Relational Machine Carrier
What this is
The RelationalMachineCarrier is a G_s-coalgebra in R: a sheaf X ∈ R equipped with a family of stepping maps, one per step s ∈ Σ and history t ∈ T.
The carrier is what holds current state and advances it. It is the covariant pole of the Passage: restriction maps go backward along histories (from longer to shorter); carrier stepping maps go forward (from shorter to longer).
The carrier name comes from the Chu construction: the points object A in a Chu space (A, r, X) is the input-side object — the carrier of atomic content. In our system, the atomic class A from generative-act fills this role: A ⊆ Obj(R) is always generated, and every carrier is built from atomic content upward.
Mathematical grounding
The full construction is in directed-comonad. Fix a step s ∈ Σ. The directed comonad G_s on R sends F ↦ F(s★−). A RelationalMachineCarrier is a G_s-coalgebra: a pair (X, γ) where X ∈ R and γ : X → G_s X is a natural transformation. Concretely, γ is a family of maps γ_t : X(t) → X(s★t), natural in t — the RelationalMachineSteppingMap of this carrier.

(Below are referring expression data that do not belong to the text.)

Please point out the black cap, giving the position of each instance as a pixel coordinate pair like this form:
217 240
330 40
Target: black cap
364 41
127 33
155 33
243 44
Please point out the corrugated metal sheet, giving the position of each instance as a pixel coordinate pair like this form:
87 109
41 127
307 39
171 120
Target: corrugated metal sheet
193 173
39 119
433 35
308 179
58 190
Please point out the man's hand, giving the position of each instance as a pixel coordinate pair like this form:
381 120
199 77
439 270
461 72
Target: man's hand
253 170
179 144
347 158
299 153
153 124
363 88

The stepping maps must satisfy two laws derived from the comonad structure:
Counit law — ε_X ∘ γ = id_X. The counit ε_X(t) : X(s★t) → X(t) is the restriction map back to the shorter history. Stepping forward then restricting back recovers the original state. γ is a section of ε_X.

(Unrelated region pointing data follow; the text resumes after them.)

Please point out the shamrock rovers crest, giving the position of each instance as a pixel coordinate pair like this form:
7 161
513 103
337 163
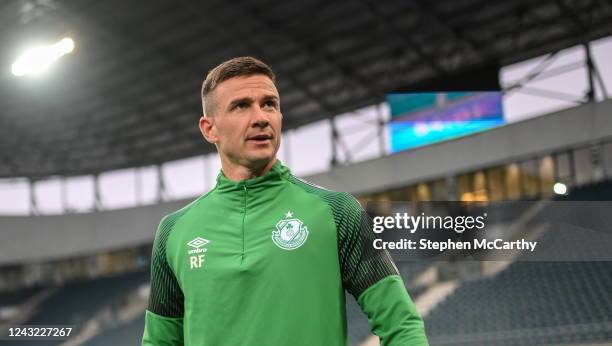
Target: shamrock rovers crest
290 233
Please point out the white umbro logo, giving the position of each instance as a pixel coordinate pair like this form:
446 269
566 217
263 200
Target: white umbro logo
196 260
198 242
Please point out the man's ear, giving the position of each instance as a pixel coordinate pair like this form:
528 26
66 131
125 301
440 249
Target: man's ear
208 129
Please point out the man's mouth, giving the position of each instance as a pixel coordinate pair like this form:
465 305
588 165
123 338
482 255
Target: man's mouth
260 138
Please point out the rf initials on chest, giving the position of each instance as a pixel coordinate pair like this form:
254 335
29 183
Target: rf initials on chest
196 252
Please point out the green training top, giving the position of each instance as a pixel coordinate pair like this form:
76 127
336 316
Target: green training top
266 261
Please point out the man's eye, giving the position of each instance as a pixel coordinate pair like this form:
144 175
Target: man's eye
270 104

Coassociativity law — γ_{s★t} ∘ γ_t = ν_X(t). Two sequential applications of γ cohere with the comonad comultiplication ν_X. Stepping twice by s is the same as applying the comultiplication first.
In the FARS
In a FlatfileAgentialResourceSystem locale, the RelationalMachineCarrier is the collection of entity files — the markdown files holding the locale’s current state. The stepping maps are instantiated each session: the improvement skill reads the carrier at history t, processes incoming steps, and writes updated files, producing the carrier at history s★t.

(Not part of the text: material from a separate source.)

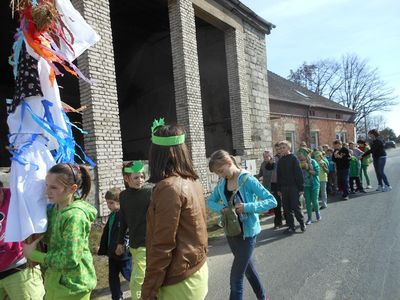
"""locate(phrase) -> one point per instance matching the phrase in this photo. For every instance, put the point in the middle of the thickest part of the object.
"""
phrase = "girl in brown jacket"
(176, 240)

A RelationalMachineCarrier MUST have stepping maps γ_t : X(t) → X(s★t) for each step s ∈ Σ and each history t. It MUST satisfy the counit law — stepping forward then restricting back is the identity. It MUST satisfy the coassociativity law — sequential stepping coheres with comultiplication. It MUST contain elements of the atomic class A — the carrier must be built from atomic content.